We take a look at how investors can gain exposure to a several parts of the commodities market via ETFs.
As we have mentioned recently, inflation expectations have increased to their highest levels in years. One of most common methods of positioning a portfolio for rising inflation is to include an allocation to commodities. As a result, many investors may be wondering about the best way to gain exposure to commodities. Prior to the inception of ETFs commodities were largely only accessible via futures which were primarily the domain of institutional investors. ETFs now offer average investors relatively easy access to commodities. However, there are a few differences between equity and commodity ETFs to be cognizant of.
Many ETFs gain exposure to commodities via futures contracts which means that most of these funds will generate a K-1, unless they use a structure specifically designed to avoid it. Other ETFs, specifically precious metals ETFs, are backed by physical metal and are taxed as collectibles, which is typically a higher tax rate than capital gains. Finally, there are ETNs, ETNs don’t hold futures or physical commodities, they are a debt obligation of the issuer. These funds are not taxed as collectibles and they don’t generate a K-1; however, investors in ETNs are exposed to the credit risk of the issuer. Below is a list of commodities and funds that can be used to gain exposure to each.
Crude Oil
The largest oil ETF on the market in terms of assets is the United States Oil Fund USO with over $3 billion in AUM. USO gains exposure to crude oil through futures contracts and investors in the fund will receive a K-1. The fund holds futures contracts up to ten months out, so there will be some difference in the performance of USO and the front month oil contract, which is what is typically quoted when discussing the daily performance of oil. This brings up another point about ETFs that hold futures – roll yield. In a normal market the oil futures curve is in backwardation, i.e., the futures price is below the spot price. If the price remains the same, the futures contracts that the fund holds “roll” up the curve to the spot price, generating positive roll yield. When the market is in contango, the opposite is true, which produces negative roll yield. Roll yield is not the most important aspect to the overall performance of oil ETFs, but is a factor to be aware of. You can check to see the current state of the oil futures curve on the CLCONTANGO chart.

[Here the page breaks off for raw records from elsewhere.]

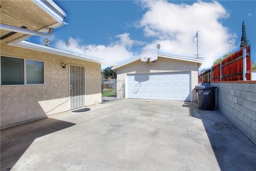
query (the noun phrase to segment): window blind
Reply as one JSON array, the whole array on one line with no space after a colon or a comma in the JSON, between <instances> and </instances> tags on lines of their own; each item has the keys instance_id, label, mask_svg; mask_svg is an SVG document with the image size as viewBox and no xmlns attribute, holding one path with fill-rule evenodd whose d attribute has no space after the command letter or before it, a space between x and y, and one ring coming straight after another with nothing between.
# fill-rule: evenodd
<instances>
[{"instance_id":1,"label":"window blind","mask_svg":"<svg viewBox=\"0 0 256 171\"><path fill-rule=\"evenodd\" d=\"M2 85L24 84L24 59L1 57Z\"/></svg>"}]
</instances>

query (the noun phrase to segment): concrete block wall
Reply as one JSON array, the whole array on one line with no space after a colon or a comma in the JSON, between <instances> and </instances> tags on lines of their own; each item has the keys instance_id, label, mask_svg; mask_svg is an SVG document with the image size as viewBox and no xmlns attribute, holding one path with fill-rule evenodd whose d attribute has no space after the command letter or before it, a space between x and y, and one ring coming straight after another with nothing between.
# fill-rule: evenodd
<instances>
[{"instance_id":1,"label":"concrete block wall","mask_svg":"<svg viewBox=\"0 0 256 171\"><path fill-rule=\"evenodd\" d=\"M217 87L218 110L256 145L256 83L211 83L210 85Z\"/></svg>"}]
</instances>

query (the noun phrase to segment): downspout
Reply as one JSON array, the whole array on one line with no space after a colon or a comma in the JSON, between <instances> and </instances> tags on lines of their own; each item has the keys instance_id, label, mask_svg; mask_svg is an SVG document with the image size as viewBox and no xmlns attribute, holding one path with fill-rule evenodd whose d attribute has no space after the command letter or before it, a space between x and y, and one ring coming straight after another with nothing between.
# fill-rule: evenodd
<instances>
[{"instance_id":1,"label":"downspout","mask_svg":"<svg viewBox=\"0 0 256 171\"><path fill-rule=\"evenodd\" d=\"M246 69L246 56L248 55L246 53L246 49L243 49L243 80L246 80L246 74L248 73Z\"/></svg>"},{"instance_id":2,"label":"downspout","mask_svg":"<svg viewBox=\"0 0 256 171\"><path fill-rule=\"evenodd\" d=\"M7 25L6 24L0 24L1 29L5 30L8 30L11 31L16 32L17 33L22 33L23 34L28 34L30 35L36 35L42 37L50 37L53 34L54 29L50 28L49 29L48 33L42 33L41 32L36 31L34 30L24 29L17 27Z\"/></svg>"}]
</instances>

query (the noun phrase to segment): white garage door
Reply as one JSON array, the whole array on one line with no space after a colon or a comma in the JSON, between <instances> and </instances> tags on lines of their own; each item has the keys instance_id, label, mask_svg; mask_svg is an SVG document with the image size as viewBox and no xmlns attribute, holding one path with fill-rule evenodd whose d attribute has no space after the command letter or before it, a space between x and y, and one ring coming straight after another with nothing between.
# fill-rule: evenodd
<instances>
[{"instance_id":1,"label":"white garage door","mask_svg":"<svg viewBox=\"0 0 256 171\"><path fill-rule=\"evenodd\" d=\"M190 101L189 72L127 75L127 98Z\"/></svg>"}]
</instances>

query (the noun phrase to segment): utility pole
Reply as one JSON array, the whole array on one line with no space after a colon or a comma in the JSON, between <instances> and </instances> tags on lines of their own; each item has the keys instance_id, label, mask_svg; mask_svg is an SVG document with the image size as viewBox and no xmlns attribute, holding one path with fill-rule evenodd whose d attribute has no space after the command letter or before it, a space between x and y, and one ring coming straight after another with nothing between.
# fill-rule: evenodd
<instances>
[{"instance_id":1,"label":"utility pole","mask_svg":"<svg viewBox=\"0 0 256 171\"><path fill-rule=\"evenodd\" d=\"M194 42L195 42L195 38L196 38L196 59L199 59L198 58L198 32L200 31L196 31L196 36L194 37Z\"/></svg>"},{"instance_id":2,"label":"utility pole","mask_svg":"<svg viewBox=\"0 0 256 171\"><path fill-rule=\"evenodd\" d=\"M233 42L232 41L228 42L228 44L229 45L229 53L230 53L230 45L232 43L233 43Z\"/></svg>"}]
</instances>

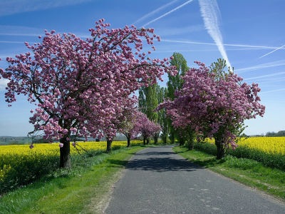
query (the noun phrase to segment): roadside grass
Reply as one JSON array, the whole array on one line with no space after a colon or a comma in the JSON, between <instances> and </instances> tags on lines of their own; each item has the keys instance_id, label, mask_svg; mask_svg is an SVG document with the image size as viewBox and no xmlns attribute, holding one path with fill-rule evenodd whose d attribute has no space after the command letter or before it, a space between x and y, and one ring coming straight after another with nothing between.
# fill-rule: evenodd
<instances>
[{"instance_id":1,"label":"roadside grass","mask_svg":"<svg viewBox=\"0 0 285 214\"><path fill-rule=\"evenodd\" d=\"M102 213L112 184L128 160L150 146L133 146L73 160L71 170L9 192L0 198L0 213Z\"/></svg>"},{"instance_id":2,"label":"roadside grass","mask_svg":"<svg viewBox=\"0 0 285 214\"><path fill-rule=\"evenodd\" d=\"M177 154L200 166L285 201L284 170L266 167L261 163L247 158L227 156L217 160L215 156L197 150L188 151L184 146L172 149Z\"/></svg>"}]
</instances>

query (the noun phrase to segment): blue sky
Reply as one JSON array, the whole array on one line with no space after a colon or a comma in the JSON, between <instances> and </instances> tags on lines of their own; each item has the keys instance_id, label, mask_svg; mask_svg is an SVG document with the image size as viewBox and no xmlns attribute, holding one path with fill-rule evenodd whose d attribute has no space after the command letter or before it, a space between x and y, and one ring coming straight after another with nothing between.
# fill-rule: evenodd
<instances>
[{"instance_id":1,"label":"blue sky","mask_svg":"<svg viewBox=\"0 0 285 214\"><path fill-rule=\"evenodd\" d=\"M104 18L110 28L154 28L152 58L182 54L189 67L227 59L247 83L259 83L263 118L246 121L247 135L285 130L285 1L279 0L10 0L0 1L0 67L7 56L26 53L25 41L39 42L44 29L89 36L88 29ZM152 50L145 47L144 51ZM165 76L165 86L167 81ZM35 106L19 96L8 107L6 82L0 80L0 136L25 136Z\"/></svg>"}]
</instances>

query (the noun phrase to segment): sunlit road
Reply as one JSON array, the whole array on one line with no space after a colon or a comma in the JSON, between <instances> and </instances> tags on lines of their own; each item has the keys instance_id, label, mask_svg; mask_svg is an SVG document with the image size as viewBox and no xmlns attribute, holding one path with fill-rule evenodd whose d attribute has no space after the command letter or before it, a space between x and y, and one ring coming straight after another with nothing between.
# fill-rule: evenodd
<instances>
[{"instance_id":1,"label":"sunlit road","mask_svg":"<svg viewBox=\"0 0 285 214\"><path fill-rule=\"evenodd\" d=\"M104 213L285 213L285 206L185 160L172 146L130 160Z\"/></svg>"}]
</instances>

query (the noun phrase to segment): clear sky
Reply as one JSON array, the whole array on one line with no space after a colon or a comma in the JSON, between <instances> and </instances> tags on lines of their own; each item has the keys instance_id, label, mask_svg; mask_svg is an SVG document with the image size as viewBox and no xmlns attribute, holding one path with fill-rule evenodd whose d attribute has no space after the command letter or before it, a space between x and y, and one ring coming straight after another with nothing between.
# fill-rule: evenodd
<instances>
[{"instance_id":1,"label":"clear sky","mask_svg":"<svg viewBox=\"0 0 285 214\"><path fill-rule=\"evenodd\" d=\"M245 82L259 83L266 113L246 121L244 133L285 130L284 0L1 0L0 6L0 68L8 66L7 56L28 51L25 41L39 42L44 29L85 38L102 18L113 29L154 28L161 41L152 58L178 52L195 67L195 61L209 66L224 58ZM9 108L6 84L0 80L0 136L25 136L35 106L18 96Z\"/></svg>"}]
</instances>

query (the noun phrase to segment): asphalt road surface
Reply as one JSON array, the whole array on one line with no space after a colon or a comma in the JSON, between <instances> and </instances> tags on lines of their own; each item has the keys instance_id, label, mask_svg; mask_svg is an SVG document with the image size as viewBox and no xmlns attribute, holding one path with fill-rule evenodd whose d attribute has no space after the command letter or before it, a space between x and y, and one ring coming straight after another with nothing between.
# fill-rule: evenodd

Those who do not want to receive a K-1 can consider the Proshares K-1 Free Crude Oil Strategy OILK. Like USO, OILK also gains exposure to oil via futures contracts; however, it is structured to avoid generating a K-1. One thing worth noting is that, while many people try to avoid a K-1, typically the K-1 tax treatment is actually better.
Gold
The largest gold ETF on the market is the SPDR Gold Trust GLD. GLD, like most other gold ETFs on the market, holds physical gold and will receive the collectibles tax treatment discussed above. Another large gold ETF is the iShares Gold Trust IAU; IAU also holds physical gold so avoiding the collectibles tax treatment may not be possible through ETFs here.
Silver
The iShares Silver Trust SLV is by far the largest silver ETF on the market with more than $17 billion in AUM. Like GLD, SLV also holds physical silver. Investors who want exposure to silver but without the unfavorable tax treatment could utilize an ETF like the Global X Silver Miners ETF SIL. SIL is an equity ETF that holds silver mining companies; while the performance of these stocks is correlated to the price of silver it does not offer the pure exposure of a fund like SLV.
Those who want exposure to a basket of precious metals in a single ETF could consider the Invesco DB Precious Metals Fund DBP. DBP currently holds 76.70% gold and 23.3% silver. Unlike most other precious metals funds, DBP’s portfolio consists of futures. This means that investors in the fund will receive a K-1, which may provide more favorable tax treatment than funds that hold the physical metals.
Industrial Metals
The largest industrial metals ETF is the Invesco DB Base Metals Fund DBB. DBB’s portfolio includes copper, aluminum, and zinc. As with the Invesco’s precious metals fund, the fund holds futures and thus investors will receive a K-1.
Investors looking for exposure only to copper can consider the United States Copper Fund CPER. Like DBB, CPER gains its metals exposure through futures, so investors will receive a K-1.
There are funds that offer exposure to single industrial metals including tin, aluminum, and lead; however, all of these funds have low levels of assets, many under $10 million. As a result, liquidity may be poor, and they are likely excluded from the approved list at many firms.
General Commodities
There are options for those who want exposure to a basket of commodities in a single fund, like the Invesco DB Commodity Index Tracking Fund DBC. DBC offers exposure to a wide range of commodities including crude oil, natural gas, precious metals, copper, industrial metals, and agricultural products. DBC does generate a K-1.
Luckily for those who want general commodities exposure without a K-1, DBC has a K-1 free counterpart, the Invesco Optimum Yield Diversified Commodity Strategy No K-1 ETF PDBC. PDBC offers exposure to the same basket of commodities as DBC.